Mustafa Kutlu’nun rahat ve sinematografik anlatımı, filme de yansımış. Senarist ve yönetmen, olay odaklaması konusu dışında sinemaya aktarırken pek zorluk çekmemişlerdir muhtemelen. Filmde en beğendiğim sahnelerden biri, azgın bir boğa gibi gelen tren, baba, çocuk ve vagon evin olduğu sahnelerdir. Tren azgın, hışımlı, öfkeli ve büyük gövdesinden dumanlar çıkan bir boğa gibi girer ya istasyona...Tren, burnundan soluyan bir boğanın öfkeli soluması gibi ses çıkarır ya!... Üzerinize üzerinize gelişi sizi ürpertir ya!... Sonra o dev gibi boğa istasyona girdiğinde sakinleşir ya!... İşte bu sahneler, harika fotoğraflarla çok güzel anlatılmış... Şiir gibidir o sahneler... Ve Ali... Uzun boylu, güçlü, kendine aşırı güvenen bir tip... Güçlü görünüşü, tren gücüyle özdeşlemiş Kenan İmirzalıoğlu’na yakışmış bu rol. Uzun Hikâye, bir trenler, tren istasyonları ve kasabalar hikâyesidir... Dışa kapalı, basit ve sade iç olaylarıyla zengin kasabalardır bu kasabalar.
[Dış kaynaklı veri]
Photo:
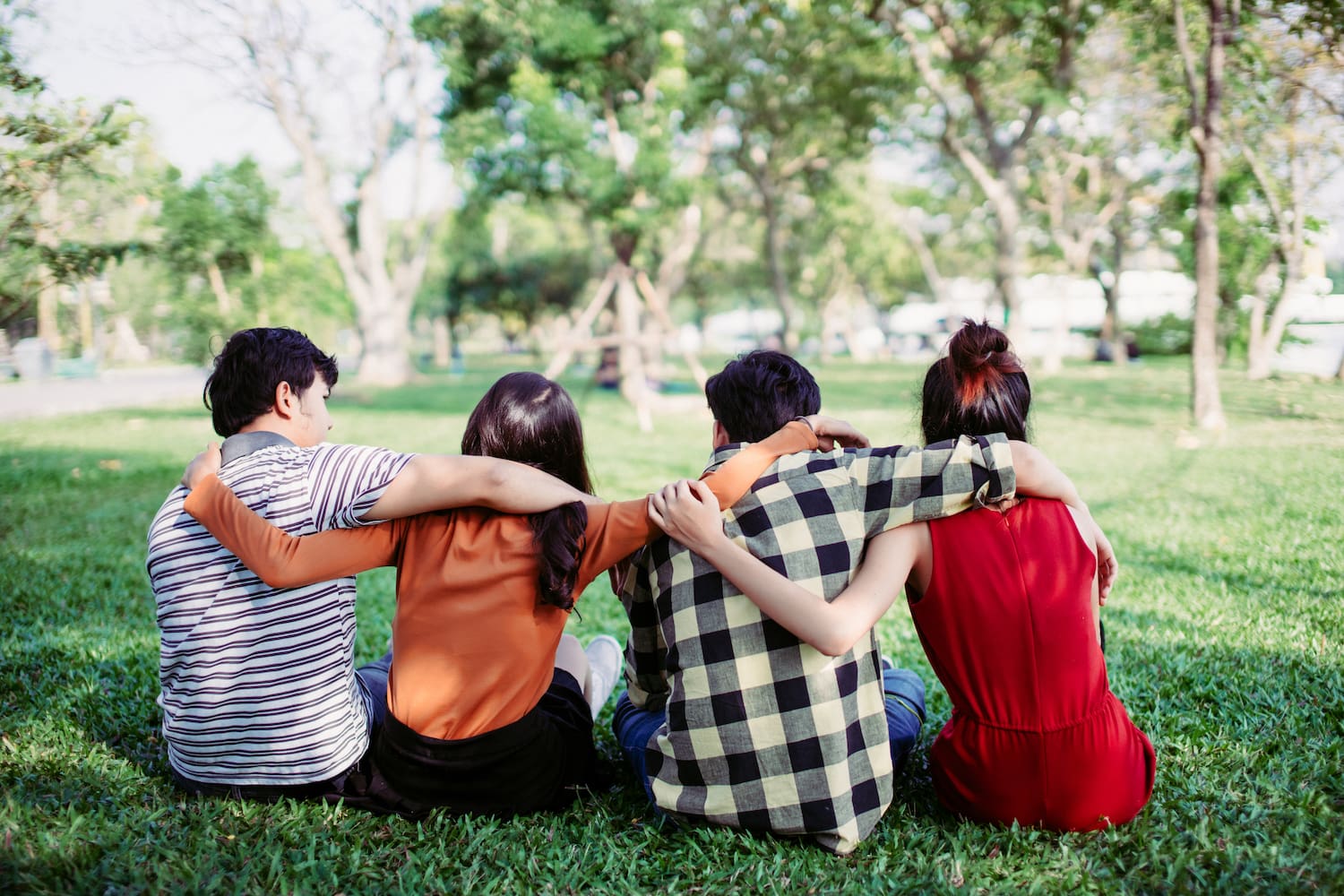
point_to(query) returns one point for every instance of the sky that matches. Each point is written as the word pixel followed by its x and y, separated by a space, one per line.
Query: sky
pixel 81 48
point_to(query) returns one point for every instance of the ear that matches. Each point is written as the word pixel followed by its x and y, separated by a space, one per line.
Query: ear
pixel 287 401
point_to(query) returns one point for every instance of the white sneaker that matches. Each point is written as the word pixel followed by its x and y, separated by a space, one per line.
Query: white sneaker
pixel 607 657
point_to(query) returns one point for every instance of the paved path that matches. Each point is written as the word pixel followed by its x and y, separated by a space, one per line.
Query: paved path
pixel 136 387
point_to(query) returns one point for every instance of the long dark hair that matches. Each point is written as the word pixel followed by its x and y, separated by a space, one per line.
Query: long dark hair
pixel 527 418
pixel 976 389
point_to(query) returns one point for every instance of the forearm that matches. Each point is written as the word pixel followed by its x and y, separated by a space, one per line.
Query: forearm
pixel 443 481
pixel 1039 477
pixel 824 626
pixel 280 559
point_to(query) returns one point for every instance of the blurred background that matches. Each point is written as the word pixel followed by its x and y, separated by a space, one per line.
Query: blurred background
pixel 633 185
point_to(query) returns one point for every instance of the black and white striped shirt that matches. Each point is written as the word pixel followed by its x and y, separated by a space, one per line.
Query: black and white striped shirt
pixel 258 684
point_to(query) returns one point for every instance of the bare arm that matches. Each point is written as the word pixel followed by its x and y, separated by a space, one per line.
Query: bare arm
pixel 443 481
pixel 1038 476
pixel 687 512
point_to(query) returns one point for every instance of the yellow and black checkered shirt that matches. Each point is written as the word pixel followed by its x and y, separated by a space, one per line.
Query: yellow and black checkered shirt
pixel 762 731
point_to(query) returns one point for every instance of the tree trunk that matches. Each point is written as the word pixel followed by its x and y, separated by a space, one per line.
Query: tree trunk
pixel 633 382
pixel 223 300
pixel 774 265
pixel 1207 403
pixel 48 292
pixel 1008 266
pixel 383 327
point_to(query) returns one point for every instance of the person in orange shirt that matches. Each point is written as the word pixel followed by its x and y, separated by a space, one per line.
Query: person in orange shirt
pixel 491 705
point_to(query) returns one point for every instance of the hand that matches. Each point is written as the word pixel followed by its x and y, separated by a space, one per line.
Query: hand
pixel 831 430
pixel 688 512
pixel 1107 568
pixel 204 463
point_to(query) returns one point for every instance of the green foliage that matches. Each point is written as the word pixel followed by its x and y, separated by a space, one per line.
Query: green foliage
pixel 1167 335
pixel 564 101
pixel 519 289
pixel 223 220
pixel 1225 640
pixel 40 147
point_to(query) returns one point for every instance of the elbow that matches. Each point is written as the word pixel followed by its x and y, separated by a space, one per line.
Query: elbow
pixel 833 643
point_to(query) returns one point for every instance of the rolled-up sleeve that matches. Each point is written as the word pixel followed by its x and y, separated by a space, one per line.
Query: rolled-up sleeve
pixel 908 484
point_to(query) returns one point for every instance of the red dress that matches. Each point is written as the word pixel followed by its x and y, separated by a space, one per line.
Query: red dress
pixel 1035 732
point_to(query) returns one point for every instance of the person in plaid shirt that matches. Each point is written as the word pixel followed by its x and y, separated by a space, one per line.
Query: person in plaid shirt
pixel 730 719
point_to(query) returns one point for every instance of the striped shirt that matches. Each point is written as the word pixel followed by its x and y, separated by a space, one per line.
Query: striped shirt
pixel 258 684
pixel 762 731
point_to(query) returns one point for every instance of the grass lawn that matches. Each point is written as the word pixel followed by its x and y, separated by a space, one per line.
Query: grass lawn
pixel 1225 641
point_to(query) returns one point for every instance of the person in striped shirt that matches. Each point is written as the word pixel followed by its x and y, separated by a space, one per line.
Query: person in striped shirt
pixel 258 685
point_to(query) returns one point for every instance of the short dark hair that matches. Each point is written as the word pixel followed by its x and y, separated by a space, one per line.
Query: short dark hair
pixel 758 392
pixel 252 366
pixel 978 389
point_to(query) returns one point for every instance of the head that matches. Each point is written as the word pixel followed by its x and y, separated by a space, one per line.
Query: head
pixel 758 392
pixel 271 371
pixel 978 387
pixel 527 418
pixel 531 419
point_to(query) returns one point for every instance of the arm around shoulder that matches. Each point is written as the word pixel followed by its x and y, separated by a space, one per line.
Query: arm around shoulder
pixel 443 481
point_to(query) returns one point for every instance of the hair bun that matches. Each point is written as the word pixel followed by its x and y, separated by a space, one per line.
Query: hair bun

Filmde diyordu ya: “Ah bu küçük kasabalar!... Her biri bir karşılıksız sevda cehennemi!...” Anlatmanın rahatlığından, sinemanın odak yoğunluğuna uyarlanmış güzel bir film Uzun Hikâye... Zamanı geçmeyecek ve her zaman aynı tazelikte seyredilebilecek bir film.